Lorsque j’étais petit, nous habitions dans un ancien immeuble, plein de charme, à quelques mètres du lac, et, comme je déteste tout changement, je vis à nouveau, depuis vingt ans, à côté de ce magique lieu d’enfance, miraculeusement retrouvé après mes années bernoises. Quelque part contre un mur, très haut, inaccessible pour moi, il y avait le téléphone. Quand il sonnait, c’était l’événement. Soit la famille, en Valais, qui appelait. Soit un événement sur un chantier, qui mobilisait mon père. Mais cet étrange instrument demeurait, la plupart du temps, totalement muet, et c’était très bien.


 
On sait la place que le téléphone a prise dans nos vies. Tous, nous avons grandi avec. Premiers émois, interminables conversations d’amoureux, on passait son temps au bout du fil, on s’écrivait moins. Je n’ai pourtant, pour ma part, outre ces passionnels épisodes de jeunesse, jamais été un fanatique de cet instrument. Aujourd’hui, bien qu’accroché à mon portable, je déteste y entretenir des conversations téléphoniques. Des SMS, des mails, oui, par milliers, rigoureusement gérés, en petit entrepreneur qui fait (presque) tout, tout seul. Mais raconter sa vie à un importun au bout du fil, pas envie. A mon propre téléphone, je ne réponds qu’à ma famille proche, quelques rares amis, ou alors des personnes que je sais suffisamment âgées pour n’avoir d'alternative. Pour les autres, pas de pitié.


 
Sans parler du come-box.
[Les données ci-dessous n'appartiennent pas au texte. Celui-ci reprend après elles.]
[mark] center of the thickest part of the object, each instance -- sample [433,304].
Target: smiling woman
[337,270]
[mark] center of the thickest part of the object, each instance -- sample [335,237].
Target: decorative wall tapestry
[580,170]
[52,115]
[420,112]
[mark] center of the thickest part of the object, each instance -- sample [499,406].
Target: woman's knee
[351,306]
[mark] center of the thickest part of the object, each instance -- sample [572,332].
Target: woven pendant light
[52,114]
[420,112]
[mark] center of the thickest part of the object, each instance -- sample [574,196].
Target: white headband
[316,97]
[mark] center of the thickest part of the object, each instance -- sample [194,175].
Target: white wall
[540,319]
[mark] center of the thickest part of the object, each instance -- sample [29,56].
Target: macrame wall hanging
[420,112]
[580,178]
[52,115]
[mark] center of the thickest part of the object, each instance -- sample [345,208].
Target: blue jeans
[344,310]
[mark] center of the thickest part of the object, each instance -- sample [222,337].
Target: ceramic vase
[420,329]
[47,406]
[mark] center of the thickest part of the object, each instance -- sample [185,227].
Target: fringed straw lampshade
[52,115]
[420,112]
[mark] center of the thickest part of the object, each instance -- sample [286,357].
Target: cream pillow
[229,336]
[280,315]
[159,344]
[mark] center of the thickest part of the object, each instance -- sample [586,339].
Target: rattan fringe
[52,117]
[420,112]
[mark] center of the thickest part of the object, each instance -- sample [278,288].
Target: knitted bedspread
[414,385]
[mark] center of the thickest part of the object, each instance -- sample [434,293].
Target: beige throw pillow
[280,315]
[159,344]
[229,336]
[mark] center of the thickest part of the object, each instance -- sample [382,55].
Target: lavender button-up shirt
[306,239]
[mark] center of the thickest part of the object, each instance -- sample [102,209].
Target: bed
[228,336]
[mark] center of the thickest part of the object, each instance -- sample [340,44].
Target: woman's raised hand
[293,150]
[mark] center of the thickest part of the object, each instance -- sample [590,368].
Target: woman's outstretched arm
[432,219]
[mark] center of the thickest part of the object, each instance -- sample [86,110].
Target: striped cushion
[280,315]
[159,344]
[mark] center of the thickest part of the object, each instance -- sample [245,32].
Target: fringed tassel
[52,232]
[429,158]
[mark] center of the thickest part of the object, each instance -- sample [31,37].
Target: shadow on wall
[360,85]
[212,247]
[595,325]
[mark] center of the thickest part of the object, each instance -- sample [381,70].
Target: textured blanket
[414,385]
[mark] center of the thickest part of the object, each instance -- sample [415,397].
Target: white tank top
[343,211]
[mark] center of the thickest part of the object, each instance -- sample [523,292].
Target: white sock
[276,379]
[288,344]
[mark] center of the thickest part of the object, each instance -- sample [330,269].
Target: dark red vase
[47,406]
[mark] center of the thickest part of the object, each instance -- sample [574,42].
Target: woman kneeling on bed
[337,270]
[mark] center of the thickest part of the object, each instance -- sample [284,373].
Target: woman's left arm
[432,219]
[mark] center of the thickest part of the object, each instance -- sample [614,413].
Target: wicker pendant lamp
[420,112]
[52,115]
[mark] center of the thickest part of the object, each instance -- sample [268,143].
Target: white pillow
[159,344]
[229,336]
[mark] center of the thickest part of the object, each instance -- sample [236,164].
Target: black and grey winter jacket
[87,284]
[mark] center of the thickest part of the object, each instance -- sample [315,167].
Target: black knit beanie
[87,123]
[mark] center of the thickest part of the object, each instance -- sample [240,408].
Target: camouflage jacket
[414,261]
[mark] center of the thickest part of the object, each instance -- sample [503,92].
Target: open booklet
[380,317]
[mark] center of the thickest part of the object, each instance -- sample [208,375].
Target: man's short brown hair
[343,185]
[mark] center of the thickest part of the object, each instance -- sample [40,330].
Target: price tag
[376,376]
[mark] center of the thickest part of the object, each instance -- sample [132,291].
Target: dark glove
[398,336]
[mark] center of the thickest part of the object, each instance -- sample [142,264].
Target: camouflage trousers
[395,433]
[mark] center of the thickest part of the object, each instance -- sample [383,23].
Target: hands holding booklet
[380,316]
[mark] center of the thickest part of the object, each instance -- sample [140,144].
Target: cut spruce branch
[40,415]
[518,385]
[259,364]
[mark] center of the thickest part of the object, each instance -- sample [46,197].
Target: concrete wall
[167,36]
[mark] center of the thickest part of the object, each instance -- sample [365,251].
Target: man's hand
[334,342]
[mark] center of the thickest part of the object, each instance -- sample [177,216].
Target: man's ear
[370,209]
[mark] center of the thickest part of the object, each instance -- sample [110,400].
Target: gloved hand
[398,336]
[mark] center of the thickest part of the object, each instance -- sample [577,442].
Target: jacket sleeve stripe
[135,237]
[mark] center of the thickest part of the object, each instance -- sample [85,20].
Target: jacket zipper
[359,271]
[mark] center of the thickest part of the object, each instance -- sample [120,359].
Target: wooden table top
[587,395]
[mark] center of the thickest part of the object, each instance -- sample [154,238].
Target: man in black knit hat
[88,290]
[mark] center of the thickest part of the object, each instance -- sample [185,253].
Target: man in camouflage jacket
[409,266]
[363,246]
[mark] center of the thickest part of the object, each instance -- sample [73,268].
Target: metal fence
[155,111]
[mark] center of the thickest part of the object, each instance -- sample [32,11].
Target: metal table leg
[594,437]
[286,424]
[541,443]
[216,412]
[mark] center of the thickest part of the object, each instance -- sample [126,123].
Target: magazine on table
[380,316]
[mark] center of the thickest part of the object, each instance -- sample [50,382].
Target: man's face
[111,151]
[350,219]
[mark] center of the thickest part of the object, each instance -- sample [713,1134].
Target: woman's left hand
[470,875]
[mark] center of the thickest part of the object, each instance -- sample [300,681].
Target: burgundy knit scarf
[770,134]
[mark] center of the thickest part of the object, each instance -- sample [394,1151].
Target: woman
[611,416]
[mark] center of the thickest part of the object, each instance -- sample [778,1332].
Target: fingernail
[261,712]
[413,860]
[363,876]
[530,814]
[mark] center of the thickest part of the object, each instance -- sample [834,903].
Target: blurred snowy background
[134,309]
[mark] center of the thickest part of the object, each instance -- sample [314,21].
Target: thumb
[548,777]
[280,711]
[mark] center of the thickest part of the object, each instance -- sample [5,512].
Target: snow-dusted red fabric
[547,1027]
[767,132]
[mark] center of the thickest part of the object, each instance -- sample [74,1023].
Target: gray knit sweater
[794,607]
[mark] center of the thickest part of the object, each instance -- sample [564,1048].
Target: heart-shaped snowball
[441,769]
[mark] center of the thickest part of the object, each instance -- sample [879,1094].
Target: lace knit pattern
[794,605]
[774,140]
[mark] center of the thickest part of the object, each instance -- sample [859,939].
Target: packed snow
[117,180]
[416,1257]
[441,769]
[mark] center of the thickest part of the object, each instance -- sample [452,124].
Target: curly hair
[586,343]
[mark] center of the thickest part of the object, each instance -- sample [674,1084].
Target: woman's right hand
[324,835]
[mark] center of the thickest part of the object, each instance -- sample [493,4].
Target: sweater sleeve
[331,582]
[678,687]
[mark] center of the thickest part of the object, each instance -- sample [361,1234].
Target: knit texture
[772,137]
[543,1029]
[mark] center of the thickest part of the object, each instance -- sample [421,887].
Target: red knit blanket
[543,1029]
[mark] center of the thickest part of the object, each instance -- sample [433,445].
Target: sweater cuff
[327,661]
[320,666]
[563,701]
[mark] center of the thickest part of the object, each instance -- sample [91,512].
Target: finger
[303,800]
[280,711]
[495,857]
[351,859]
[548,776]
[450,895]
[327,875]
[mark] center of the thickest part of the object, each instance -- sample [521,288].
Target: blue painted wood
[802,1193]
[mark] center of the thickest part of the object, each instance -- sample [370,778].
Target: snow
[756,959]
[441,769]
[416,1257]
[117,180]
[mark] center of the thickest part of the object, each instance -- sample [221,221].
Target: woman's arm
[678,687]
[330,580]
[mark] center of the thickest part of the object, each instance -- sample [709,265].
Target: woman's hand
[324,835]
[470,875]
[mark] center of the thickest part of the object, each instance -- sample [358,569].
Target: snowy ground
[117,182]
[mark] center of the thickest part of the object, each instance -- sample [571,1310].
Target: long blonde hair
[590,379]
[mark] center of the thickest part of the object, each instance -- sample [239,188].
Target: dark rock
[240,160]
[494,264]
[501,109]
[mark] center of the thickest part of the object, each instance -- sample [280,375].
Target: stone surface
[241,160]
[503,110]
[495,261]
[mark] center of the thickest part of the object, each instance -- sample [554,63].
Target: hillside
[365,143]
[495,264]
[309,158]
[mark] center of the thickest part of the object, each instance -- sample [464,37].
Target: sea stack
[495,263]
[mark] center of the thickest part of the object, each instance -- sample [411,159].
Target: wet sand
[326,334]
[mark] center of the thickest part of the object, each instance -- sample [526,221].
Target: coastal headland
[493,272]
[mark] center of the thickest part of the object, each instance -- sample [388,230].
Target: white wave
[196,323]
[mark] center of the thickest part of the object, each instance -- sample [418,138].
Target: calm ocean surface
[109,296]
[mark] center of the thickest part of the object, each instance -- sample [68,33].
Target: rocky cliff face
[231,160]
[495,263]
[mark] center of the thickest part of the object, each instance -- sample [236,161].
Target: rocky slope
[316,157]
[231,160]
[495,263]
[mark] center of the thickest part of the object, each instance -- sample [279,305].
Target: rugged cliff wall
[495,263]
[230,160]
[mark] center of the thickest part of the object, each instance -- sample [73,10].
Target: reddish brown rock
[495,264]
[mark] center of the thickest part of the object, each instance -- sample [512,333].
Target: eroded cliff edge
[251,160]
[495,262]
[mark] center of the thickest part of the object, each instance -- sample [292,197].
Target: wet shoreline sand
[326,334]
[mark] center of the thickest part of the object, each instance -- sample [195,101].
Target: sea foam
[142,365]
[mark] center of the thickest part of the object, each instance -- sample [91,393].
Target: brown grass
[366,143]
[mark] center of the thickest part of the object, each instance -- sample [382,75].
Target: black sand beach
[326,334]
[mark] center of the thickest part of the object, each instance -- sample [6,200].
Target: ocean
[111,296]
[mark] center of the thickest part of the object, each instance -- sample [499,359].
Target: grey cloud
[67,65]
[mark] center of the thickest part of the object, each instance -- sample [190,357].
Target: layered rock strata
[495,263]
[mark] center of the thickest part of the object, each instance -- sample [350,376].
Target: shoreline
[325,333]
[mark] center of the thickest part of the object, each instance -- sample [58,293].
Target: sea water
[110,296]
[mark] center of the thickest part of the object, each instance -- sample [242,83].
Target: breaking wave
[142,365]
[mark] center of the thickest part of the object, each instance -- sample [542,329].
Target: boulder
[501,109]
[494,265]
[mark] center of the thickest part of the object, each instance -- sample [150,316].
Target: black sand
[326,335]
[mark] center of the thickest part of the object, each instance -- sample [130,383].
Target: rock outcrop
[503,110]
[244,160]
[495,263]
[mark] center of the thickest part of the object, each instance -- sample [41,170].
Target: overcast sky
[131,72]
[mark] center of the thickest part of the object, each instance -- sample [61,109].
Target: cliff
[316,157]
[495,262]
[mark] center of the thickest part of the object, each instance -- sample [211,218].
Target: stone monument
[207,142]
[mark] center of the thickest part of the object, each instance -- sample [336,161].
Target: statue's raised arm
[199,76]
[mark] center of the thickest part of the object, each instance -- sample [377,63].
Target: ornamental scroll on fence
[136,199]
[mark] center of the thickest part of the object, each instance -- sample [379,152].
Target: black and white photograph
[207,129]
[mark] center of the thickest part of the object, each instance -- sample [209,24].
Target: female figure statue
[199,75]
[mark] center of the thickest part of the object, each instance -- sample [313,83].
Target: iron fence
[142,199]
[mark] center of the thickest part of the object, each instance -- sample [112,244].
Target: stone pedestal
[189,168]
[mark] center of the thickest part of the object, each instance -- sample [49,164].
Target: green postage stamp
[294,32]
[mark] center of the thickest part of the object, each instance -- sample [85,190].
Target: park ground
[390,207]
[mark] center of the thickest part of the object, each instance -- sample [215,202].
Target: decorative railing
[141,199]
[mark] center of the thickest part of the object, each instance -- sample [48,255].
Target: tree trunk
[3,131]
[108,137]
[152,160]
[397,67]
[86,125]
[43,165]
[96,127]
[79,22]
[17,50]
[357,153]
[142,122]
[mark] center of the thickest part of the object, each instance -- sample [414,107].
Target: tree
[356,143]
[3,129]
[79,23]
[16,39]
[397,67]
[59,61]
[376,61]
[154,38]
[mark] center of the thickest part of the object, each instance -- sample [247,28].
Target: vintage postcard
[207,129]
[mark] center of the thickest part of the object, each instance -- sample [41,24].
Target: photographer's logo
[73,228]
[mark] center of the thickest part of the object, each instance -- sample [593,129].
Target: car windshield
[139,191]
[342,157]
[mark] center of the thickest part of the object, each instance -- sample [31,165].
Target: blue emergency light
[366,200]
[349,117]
Les messageries vocales, voilà, ami lecteur, la pire invention depuis les orgues de Staline ! Une absolue catastrophe. A part quelques hommes et femmes de radio, ayant appris à libeller un message nickel, moutardé, ficelé, dense, concis, avec info en tête, en dix ou quinze secondes, l’immense majorité des gens vous racontent leur vie, perdent le fil, ne savent plus eux-mêmes pourquoi ils vous ont appelé, vous bouffent trois minutes, pour au final ne rien vous dire du tout. J’en ai envie parfois, de rage, d’avaler mon portable, retourner à l’arsenal récupérer l’arme d’ordonnance que j’avais eu la faiblesse de rendre à 42 ans, rétablir la peine de mort, réclamer des têtes, monter des échafauds.


 
Le téléphone a cru, un moment, qu’il allait remplacer le message écrit, oui le bon vieux pneumatique de l’Affaire Dreyfus, le Petit Bleu. C’était sans compter l’évolution des techniques. J’envoie et reçois chaque jour des centaines de SMS et de mails, je peux conclure une invitation TV pour un conseiller d’Etat en quinze secondes, il me dit oui ou non, on fout la paix à sa secrétaire, d’ailleurs qui, aujourd’hui, a encore besoin (je veux dire professionnellement) d’une secrétaire ? Oui, le petit message écrit, bref et complet, a remplacé le temps d’attente des conversations vocales. Cette revanche de l’écrit sur l’oral, qui d’entre nous l’aurait imaginée il y a vingt ans ? Le monde change, et n’a pas fini de nous surprendre.